Il telefono è un feticcio.
Da Raymond Chandler, Il lungo addio
Si innervosivano perché non avevano ancora ottenuto il telefono di cui avevano fatto richiesta da più di un anno. Gli altri lo trovavano inutile e per fare una telefonata continuavano ad andare alla posta, dove l’addetto componeva il numero per loro e li invitava a sistemarsi in un’apposita cabina. Quando di fianco a noi si alzava la voce di uno sconosciuto che rispondeva a una chiamata, ci infastidiva essere schiavi di qualcuno che considerava nulla la nostra esistenza e ci infliggeva l’insignificanza del quotidiano, la banalità di preoccupazioni e desideri che fino ad allora erano rimasti confinati nelle cabine telefoniche o negli appartamenti.

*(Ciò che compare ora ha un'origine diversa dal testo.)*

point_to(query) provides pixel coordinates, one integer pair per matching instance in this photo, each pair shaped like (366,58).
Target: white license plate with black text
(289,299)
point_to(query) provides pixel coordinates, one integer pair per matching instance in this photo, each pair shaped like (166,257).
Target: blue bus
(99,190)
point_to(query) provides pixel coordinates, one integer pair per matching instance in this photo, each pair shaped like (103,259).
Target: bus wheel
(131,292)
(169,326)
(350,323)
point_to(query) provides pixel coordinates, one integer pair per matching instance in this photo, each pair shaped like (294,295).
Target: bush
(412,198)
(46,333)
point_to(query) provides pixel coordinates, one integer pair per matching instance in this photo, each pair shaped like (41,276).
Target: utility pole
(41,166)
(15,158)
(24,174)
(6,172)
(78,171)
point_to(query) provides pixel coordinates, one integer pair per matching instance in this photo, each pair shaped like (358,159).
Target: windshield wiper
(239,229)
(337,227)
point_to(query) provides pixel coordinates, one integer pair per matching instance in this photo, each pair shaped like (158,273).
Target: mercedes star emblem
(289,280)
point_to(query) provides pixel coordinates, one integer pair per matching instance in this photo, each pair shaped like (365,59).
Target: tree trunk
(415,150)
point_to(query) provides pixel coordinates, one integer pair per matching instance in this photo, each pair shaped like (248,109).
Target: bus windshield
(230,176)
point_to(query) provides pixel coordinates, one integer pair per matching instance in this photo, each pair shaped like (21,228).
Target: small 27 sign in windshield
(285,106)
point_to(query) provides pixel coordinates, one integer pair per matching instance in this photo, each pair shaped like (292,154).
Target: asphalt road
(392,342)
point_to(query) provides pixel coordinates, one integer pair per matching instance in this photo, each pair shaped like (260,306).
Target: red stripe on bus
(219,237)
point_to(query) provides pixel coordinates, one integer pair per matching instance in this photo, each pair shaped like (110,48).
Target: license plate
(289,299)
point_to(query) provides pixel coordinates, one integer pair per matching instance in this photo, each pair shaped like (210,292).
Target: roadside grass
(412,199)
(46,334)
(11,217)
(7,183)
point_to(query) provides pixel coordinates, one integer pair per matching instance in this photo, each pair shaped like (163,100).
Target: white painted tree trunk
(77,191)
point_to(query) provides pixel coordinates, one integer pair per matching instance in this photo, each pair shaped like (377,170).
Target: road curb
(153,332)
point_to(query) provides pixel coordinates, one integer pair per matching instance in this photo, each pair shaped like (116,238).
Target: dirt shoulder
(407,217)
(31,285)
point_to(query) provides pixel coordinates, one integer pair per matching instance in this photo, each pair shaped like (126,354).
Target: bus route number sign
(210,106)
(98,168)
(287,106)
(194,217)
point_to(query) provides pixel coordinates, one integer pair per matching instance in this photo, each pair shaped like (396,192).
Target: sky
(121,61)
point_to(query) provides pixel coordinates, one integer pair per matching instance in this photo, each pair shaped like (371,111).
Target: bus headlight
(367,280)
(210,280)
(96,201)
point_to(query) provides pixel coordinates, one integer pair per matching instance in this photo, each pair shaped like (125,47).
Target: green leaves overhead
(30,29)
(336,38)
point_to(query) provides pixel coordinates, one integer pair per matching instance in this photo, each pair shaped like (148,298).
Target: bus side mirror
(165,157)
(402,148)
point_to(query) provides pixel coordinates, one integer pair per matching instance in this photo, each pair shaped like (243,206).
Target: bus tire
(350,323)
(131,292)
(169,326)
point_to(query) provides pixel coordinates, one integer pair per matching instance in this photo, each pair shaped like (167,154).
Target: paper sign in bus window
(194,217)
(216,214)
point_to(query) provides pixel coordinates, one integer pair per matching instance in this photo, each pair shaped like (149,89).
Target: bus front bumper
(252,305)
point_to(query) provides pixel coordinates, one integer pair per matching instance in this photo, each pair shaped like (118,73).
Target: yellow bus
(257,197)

Annie Ernaux, Gli anni, pp. 97, 218
«Vai a fare in culo Rocco!».
«Ecco, brava! Stamme bene, Sandra!». La comunicazione si interruppe. Avrebbe voluto schiantare il cellulare sul selciato, ma si bloccò pensando che avrebbe dovuto ricomprarlo, trasferire i contatti sul nuovo e si limitò a rimetterlo in tasca. Doveva ricordarsi, appena tornato in questura, di inserire l’acquisto di un nuovo telefono all’ottavo livello delle rotture di coglioni.